Scott has been taking steps to save tourism, beaches and ocean by declaring a state of emergency for the ongoing toxic red tide bloom that is killing tons of marine life on the state's west coast.
Dead fish are shown near a boat ramp in Bradenton Beach, Fla. Collin O'Mara, the president and CEO of the National Wildlife Federation, says he was stunned when he took a boat ride Wednesday, Aug. 22, 2018, to survey the effects of red tide in the Gulf of Mexico. The toxic algae bloom has overrun Florida's southern Gulf Coast this summer. (AP Photo/Chris O'Meara, File)

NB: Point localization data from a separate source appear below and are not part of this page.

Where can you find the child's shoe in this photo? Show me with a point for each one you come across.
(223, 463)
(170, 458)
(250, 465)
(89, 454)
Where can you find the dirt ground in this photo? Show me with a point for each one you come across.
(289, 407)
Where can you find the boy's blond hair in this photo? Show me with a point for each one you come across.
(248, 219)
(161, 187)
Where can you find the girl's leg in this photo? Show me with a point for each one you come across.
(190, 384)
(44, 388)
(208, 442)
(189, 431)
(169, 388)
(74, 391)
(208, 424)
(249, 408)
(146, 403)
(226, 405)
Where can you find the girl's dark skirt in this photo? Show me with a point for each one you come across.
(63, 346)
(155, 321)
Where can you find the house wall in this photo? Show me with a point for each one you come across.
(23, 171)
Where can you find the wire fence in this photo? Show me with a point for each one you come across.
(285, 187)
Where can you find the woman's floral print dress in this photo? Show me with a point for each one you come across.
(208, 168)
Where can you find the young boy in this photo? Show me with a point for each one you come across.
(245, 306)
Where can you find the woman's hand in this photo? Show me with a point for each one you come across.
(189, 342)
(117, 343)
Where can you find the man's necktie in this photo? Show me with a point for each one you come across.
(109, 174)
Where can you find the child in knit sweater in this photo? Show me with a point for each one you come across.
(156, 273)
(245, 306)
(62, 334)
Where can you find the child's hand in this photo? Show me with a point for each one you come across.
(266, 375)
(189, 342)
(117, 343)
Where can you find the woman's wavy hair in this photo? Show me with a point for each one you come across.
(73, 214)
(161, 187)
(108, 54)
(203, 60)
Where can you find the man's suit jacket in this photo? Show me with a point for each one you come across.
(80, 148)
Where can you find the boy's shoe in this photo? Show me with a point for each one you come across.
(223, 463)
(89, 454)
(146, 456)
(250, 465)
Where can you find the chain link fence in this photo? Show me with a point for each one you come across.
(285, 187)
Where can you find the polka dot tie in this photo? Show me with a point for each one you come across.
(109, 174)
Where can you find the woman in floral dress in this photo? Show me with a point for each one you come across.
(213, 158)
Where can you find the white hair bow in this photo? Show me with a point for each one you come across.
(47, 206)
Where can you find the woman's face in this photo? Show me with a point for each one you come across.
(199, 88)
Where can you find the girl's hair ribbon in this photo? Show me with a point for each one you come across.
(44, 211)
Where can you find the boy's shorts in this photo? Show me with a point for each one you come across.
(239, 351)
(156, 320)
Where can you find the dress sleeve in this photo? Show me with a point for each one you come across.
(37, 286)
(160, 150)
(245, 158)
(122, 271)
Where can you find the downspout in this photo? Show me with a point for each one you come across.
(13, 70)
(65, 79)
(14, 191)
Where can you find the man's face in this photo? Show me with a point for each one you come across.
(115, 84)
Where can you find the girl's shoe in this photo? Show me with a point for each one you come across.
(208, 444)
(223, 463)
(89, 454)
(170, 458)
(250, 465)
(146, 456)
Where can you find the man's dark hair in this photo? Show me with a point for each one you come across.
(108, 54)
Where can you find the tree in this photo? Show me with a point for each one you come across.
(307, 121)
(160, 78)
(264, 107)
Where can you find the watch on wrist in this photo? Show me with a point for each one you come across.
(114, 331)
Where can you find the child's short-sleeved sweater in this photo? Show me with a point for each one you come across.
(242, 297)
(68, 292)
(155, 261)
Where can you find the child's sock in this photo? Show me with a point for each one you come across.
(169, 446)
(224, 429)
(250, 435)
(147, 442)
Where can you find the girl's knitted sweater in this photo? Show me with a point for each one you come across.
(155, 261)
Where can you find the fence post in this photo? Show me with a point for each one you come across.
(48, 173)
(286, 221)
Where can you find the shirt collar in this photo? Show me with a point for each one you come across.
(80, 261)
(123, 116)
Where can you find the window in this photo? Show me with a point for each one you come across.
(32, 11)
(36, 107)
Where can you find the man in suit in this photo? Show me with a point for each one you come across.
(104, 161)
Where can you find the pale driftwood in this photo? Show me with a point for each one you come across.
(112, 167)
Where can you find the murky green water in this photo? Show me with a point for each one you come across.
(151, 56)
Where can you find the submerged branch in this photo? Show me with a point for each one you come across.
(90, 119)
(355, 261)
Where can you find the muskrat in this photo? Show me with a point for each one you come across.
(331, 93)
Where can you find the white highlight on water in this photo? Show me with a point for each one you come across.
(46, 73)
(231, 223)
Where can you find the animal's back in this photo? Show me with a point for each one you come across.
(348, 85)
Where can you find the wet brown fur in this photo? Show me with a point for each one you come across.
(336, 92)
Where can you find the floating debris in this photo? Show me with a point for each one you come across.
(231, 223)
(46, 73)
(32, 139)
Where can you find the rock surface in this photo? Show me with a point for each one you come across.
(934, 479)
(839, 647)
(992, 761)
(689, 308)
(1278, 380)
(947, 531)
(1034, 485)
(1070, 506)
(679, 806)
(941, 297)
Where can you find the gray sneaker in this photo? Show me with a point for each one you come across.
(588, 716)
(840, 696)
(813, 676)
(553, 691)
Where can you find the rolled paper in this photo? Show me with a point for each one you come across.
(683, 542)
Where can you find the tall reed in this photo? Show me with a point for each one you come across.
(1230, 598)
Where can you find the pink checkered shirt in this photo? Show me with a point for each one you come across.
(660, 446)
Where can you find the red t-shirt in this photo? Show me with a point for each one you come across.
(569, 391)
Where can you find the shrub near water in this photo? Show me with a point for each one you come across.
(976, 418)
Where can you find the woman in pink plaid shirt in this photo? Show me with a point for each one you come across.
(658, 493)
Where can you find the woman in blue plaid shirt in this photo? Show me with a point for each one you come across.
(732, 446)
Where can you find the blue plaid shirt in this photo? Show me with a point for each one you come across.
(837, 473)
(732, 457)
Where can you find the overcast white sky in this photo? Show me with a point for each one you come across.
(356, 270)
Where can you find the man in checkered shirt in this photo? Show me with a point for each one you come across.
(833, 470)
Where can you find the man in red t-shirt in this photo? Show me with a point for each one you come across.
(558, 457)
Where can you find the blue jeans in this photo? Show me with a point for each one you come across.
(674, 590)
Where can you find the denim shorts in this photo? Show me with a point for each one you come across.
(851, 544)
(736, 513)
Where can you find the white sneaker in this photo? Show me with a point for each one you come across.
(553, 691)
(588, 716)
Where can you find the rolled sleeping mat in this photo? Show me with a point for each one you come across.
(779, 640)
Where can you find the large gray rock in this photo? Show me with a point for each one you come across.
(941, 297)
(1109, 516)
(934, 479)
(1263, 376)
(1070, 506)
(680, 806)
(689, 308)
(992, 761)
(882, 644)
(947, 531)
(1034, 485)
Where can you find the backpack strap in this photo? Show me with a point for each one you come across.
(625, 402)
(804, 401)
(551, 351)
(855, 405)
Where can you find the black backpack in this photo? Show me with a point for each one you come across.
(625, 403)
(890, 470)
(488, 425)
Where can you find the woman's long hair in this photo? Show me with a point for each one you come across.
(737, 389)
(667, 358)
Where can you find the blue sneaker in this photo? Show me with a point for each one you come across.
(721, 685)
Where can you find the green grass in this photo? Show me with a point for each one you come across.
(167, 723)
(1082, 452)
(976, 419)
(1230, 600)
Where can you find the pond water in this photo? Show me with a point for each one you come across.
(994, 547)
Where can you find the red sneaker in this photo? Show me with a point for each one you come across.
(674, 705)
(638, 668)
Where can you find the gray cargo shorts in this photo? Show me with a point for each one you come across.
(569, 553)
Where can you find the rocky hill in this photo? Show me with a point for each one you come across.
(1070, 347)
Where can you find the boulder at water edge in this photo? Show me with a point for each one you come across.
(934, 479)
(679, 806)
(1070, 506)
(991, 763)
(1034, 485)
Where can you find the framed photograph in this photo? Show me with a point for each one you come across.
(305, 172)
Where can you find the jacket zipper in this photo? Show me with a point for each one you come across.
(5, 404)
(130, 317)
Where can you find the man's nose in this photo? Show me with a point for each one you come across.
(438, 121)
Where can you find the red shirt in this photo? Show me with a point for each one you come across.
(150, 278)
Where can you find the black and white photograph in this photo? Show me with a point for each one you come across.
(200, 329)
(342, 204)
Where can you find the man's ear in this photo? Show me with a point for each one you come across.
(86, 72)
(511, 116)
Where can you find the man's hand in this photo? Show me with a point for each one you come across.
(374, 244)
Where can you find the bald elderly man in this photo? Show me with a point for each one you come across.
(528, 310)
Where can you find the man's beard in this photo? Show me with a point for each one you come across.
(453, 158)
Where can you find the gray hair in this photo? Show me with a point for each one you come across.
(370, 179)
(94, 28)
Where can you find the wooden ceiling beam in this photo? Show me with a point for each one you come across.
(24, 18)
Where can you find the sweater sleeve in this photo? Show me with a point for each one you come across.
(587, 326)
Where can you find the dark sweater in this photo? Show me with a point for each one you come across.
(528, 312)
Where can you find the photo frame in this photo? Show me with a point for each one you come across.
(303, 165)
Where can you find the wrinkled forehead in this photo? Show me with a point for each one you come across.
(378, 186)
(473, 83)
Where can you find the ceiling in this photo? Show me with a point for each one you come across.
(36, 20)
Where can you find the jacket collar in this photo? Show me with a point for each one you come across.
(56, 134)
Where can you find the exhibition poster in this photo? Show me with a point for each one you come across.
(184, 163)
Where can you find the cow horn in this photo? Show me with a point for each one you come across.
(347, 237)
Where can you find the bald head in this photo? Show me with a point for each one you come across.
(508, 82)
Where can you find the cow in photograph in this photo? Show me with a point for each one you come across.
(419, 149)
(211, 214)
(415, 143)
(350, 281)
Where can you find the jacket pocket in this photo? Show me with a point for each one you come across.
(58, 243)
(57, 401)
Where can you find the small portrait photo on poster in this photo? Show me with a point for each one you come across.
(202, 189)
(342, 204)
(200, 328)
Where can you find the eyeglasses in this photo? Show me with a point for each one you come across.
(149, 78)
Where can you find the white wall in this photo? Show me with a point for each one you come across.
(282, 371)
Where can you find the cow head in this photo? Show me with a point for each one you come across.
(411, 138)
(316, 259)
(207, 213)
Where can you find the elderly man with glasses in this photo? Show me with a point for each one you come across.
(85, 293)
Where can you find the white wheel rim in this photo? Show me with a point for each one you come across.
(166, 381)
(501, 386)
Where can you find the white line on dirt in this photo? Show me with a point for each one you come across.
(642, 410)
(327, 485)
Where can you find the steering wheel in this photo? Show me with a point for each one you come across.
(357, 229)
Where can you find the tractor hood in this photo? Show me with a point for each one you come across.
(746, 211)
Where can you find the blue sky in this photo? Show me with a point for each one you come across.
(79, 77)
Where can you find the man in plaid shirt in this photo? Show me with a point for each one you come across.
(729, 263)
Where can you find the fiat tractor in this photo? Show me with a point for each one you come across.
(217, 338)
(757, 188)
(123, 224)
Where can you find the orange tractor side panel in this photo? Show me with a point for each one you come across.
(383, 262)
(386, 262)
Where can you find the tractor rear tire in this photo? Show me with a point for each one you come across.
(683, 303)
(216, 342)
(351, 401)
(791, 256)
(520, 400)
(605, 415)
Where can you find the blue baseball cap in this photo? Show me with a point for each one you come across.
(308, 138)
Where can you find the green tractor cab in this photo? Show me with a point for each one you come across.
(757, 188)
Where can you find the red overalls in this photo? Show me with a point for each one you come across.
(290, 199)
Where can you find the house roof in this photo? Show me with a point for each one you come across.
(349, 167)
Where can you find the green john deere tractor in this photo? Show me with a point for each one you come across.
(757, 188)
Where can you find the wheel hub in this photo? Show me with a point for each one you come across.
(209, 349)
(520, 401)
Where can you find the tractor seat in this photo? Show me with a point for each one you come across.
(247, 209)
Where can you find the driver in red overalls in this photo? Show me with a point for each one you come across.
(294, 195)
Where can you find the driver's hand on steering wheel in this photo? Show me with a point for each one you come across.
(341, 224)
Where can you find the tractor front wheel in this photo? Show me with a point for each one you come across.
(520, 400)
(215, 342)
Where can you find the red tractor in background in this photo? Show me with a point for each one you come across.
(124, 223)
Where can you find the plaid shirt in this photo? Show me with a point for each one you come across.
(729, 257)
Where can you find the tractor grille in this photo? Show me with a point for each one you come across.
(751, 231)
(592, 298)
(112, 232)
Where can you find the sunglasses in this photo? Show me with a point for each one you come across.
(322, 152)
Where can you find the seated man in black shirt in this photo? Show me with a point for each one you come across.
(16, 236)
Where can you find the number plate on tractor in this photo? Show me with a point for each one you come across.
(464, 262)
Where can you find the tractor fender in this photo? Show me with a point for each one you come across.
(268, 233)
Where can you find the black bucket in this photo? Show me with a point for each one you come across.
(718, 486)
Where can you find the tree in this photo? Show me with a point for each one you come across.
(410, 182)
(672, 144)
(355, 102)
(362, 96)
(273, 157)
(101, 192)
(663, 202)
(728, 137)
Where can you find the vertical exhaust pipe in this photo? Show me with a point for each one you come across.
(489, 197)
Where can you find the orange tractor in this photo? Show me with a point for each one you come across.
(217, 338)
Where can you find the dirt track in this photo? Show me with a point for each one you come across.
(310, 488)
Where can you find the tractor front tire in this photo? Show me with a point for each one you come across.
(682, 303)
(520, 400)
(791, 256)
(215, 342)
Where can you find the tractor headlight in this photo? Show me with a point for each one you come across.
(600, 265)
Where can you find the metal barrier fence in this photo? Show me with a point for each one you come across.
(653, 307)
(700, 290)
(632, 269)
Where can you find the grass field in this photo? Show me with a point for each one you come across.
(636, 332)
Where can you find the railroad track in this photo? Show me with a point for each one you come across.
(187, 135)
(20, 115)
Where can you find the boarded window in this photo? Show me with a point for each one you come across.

"In addition to the emergency order, I am also directing a further $900,000 in grants for Lee County to clean up impacts related to red tide - bringing total red tide grant funding for Lee County to more than $1.3 million," Gov. Scott said.
"While we fight to learn more about this naturally-occurring phenomenon, we will continue to deploy all state resources and do everything possible to make sure that Gulf Coast residents are safe and area businesses can recover," Scott said.
The severity of this environmental issue may give Democrats a chance to win in Florida's heavily Republican districts.